I have actually been trying to avoid thrifts rn to erase the temptation to buy things, but my dad wanted to go + I got a generous Christmas gift of $50 a few days ago and I slipped up.
On the plus side my dad checked my stuff out to get me the senior discount, so all of this was only like $10.
And now it's out of my system no more thrifting until next payday.
That spiel out of the way, I am very excited! I will put further ranting under the cut!!
A SmartGurlz/Kurhn doll!!! I think I saw one post about these a year-ish ago maybe?? Never thought I'd see one on person.
Draculaura was in a grab bag with the other MH clothes. Was thrilled to see the Iris outfit, I passed on I<3Fashion Iris since I managed to get her SDCC doll thanks to a friend, but I always loved this look.
I'm debating on whether to customize Ula or just clean her up. She's got glue head, but also she's fairly complete and doesn't have wonk.
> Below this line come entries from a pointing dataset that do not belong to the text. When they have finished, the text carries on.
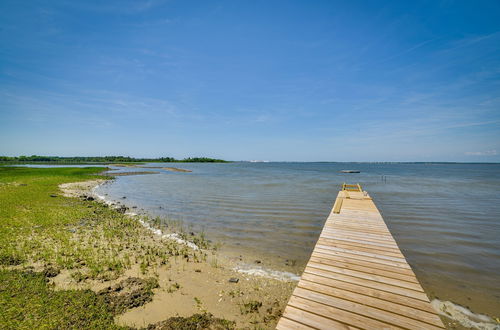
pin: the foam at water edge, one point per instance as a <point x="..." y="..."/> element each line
<point x="269" y="273"/>
<point x="464" y="316"/>
<point x="158" y="232"/>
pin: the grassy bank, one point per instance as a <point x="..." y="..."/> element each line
<point x="44" y="234"/>
<point x="72" y="262"/>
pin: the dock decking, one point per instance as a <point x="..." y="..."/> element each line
<point x="357" y="278"/>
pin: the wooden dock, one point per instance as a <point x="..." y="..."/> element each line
<point x="357" y="278"/>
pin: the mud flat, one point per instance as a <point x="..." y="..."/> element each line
<point x="70" y="259"/>
<point x="197" y="281"/>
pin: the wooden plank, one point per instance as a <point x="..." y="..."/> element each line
<point x="362" y="309"/>
<point x="381" y="304"/>
<point x="361" y="257"/>
<point x="337" y="314"/>
<point x="367" y="270"/>
<point x="370" y="265"/>
<point x="395" y="298"/>
<point x="311" y="320"/>
<point x="357" y="276"/>
<point x="286" y="323"/>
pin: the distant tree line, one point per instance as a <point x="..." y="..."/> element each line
<point x="107" y="159"/>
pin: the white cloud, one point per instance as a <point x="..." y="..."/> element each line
<point x="482" y="153"/>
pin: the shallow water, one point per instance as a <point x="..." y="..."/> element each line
<point x="445" y="217"/>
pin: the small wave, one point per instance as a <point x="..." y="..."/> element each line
<point x="269" y="273"/>
<point x="172" y="236"/>
<point x="464" y="316"/>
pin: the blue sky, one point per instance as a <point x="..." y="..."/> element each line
<point x="242" y="80"/>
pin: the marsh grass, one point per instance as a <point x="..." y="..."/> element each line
<point x="39" y="226"/>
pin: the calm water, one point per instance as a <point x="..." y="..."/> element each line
<point x="445" y="217"/>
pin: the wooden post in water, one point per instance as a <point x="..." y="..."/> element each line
<point x="357" y="277"/>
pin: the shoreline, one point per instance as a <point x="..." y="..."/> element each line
<point x="454" y="314"/>
<point x="204" y="286"/>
And other cute rainbow surprise unicorn. I love the dragonfly wings!!!
This is the 5th AG doll I've found this year, and the third one by the pleasant company, not a modern Mattel. While a nice find, Who is donating all these AG dolls. I've gone years never seeing a single AG in a thrifts so it's a little strange to see such an influx.
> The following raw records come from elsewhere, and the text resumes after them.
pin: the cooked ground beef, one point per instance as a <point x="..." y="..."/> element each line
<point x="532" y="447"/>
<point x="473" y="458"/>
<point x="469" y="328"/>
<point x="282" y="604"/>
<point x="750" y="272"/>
Also, her outfit? I'm 99% certain it's from one of the 18" Kelly dolls they made in like, the late 90's. It has a barbie tag so I don't know what else it would be.
And finally B-A-B Fluttershy. I see B-A-B ponies fairly often at my local thrifts, but usually pass I for the most part I usually prefer G1s, and try to limit how many plushies I have in general. Fluttershy is the only exception bc for some reason, despite barely having ever watched MLP: FIM, I really love Fluttershy. She's so cute. I have only a handful of G4 stuff, but 90% is Fluttershy (the other 10% is Chrysalis lol).